Depois, de algum tempo, toda essa percepção se foi, do mesmo modo que chegou; vindo do nada e ao nada voltando.
Foi quando, me peguei olhando para as coisas no quarto com uma lucidez e sobriedade fora do normal. Sentia-me em uma espécie de consciência intensificada. Nesse estado tudo tinha sentido, tudo era explicável ao nível do conhecimento silencioso ou sem palavras.
Observei as paredes, verifiquei o quão nítidas estavam.
Direcionei minha atenção para os artefatos indígenas dependurados na parede:
A porta do Sol Tiwanaku, os colares, os machados de pedra, etc. Estavam todos lá, como antes; a despeito disso, eram diferentes. Nunca tinha percebido todos esses objetos como então os observava. Minha mente estava cristalina e pela primeira vez observei tudo ao redor do quarto com outros olhos.
Tudo tinha uma peculiaridade fora do comum. Os artefatos tinham poder! Tudo era igual e ao mesmo tempo, nada mais era como antes. Tudo era novo, claro e belo.
Fechei os olhos e me surpreendi porque podia ver os objetos, da mesma forma e tão claramente quanto de olhos abertos. Esse poder poderia me fascinar caso não fosse um estranho sentimento de desprendimento e falta de importância que me acompanhava.
O silêncio era total e avassalador!
Logo esse silêncio, que parecia ter saído das profundezas abissais, se apoderou de mim dominando-me por completo. Passei a sentir uma solidão incomensurável; indescritível e definitiva a golpear meu ser.
Não era nada parecido com estar sozinho ou sentir-se só; antes, era uma compreensão clara e direta de ser só!
Como se fosse um astronauta boiando em pleno universo sem nada a não ser o próprio Vazio-Noite!
Essa solidão era algo insuportável por ser óbvia e implacável. A vastidão da solidão que se abrira diante de mim era incognoscível e infinitamente mais real que os meus medos mais selvagens.
Tudo que queria ou precisava era de calor humano. Invoquei a lembranças de amigos íntimos, mas nem a recordação deles ou da minha família foi capaz de tirar-me da solidão infinda que se abateu sobre mim.
Diante do iceberg que me envolvia, uma visão em tela holográfica se apresentou a mim espontaneamente, sem que invocasse. Um portal se abriu e vi a imagem clara de minha amiga Juli, com a mais perfeita nitidez possível.
Não entendia por que ela aparecia, mas foi o suficiente para derreter a geleira que me encobria. Senti que podia me transportar até ela através do portal em um piscar de olhos, se assim eu intentasse, mas não me importava.
Sentia um alheamento perante qualquer façanha extra-sensorial.

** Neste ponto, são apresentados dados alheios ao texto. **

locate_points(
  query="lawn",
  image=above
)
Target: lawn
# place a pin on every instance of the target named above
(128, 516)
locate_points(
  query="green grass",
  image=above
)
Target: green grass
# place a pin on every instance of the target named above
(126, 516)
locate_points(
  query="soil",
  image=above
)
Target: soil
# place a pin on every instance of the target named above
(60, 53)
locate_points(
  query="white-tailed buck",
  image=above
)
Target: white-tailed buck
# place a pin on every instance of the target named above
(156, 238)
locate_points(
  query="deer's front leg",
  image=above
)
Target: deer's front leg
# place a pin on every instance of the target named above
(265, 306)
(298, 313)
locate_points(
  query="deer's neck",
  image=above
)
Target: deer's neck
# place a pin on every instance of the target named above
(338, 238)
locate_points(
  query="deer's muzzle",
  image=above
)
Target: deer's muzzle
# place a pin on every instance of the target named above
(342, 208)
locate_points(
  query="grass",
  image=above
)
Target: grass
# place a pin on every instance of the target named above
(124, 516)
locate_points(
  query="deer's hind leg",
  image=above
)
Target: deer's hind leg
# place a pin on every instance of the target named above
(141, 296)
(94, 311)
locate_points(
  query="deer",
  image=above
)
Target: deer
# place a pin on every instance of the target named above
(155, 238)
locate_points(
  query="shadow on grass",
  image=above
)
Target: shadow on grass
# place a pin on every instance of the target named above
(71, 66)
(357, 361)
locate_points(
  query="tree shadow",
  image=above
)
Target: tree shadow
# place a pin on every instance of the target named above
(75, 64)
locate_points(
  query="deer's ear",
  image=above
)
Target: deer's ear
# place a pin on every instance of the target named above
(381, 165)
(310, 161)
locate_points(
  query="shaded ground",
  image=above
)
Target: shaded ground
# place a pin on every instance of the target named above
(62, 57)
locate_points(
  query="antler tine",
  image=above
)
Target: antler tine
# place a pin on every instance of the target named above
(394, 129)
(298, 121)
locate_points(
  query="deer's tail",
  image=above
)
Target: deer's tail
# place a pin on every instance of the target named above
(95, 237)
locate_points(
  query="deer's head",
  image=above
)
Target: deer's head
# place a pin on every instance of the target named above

Então o portal se fechou consumindo sua imagem. Comecei a me sentir melhor, dessa vez invoquei um sorriso e novamente o portal apareceu. Vi a imagem de uma outra amiga, fiquei feliz.
Contemplei o seu sorriso e me despedi!
Quase cinco horas já haviam se passado. Nada mais importava, estava tendo uma experiência única.
Vinte minutos depois, senti que o nível da intensidade do efeito diminuíra, me sentia mais confiante, não só pelo fato de que o efeito passaria, mas também porque saberia a quantidade adequada de psilocibina a ser administrada.
Dessa forma, tinha uma ideia de quantos cogumelos ingerir sem que passasse do ponto ou que se perdesse o efeito psicodélico proporcionado pelo mesmo.
Já passara da meia noite e meia e as sensações e inshigts prosseguiam, menos intensos, mas ainda bem claros e definidos.
Hora ou outra percebia alguns raios luminosos e formas geométricas sobrepostas. Sentia-me extremamente confortável, finalmente o efeito estava sobre controle, embora minha acuidade visual estivesse ainda apurada e colorida.
Resolvi descer até a cozinha da casa de minha Mãe. Encontre-a sentada à mesa. Tive uma conversa simples mas muito sincera com ela. Depois me despedi e subi para o quarto.
Fiquei rolando na cama até as 02h20 da madrugada; por mais que quisesse não conseguia dormir.
Continuei acordado por mais uma hora refletindo sobre a experiência até finalmente despencar no sono fisiológico!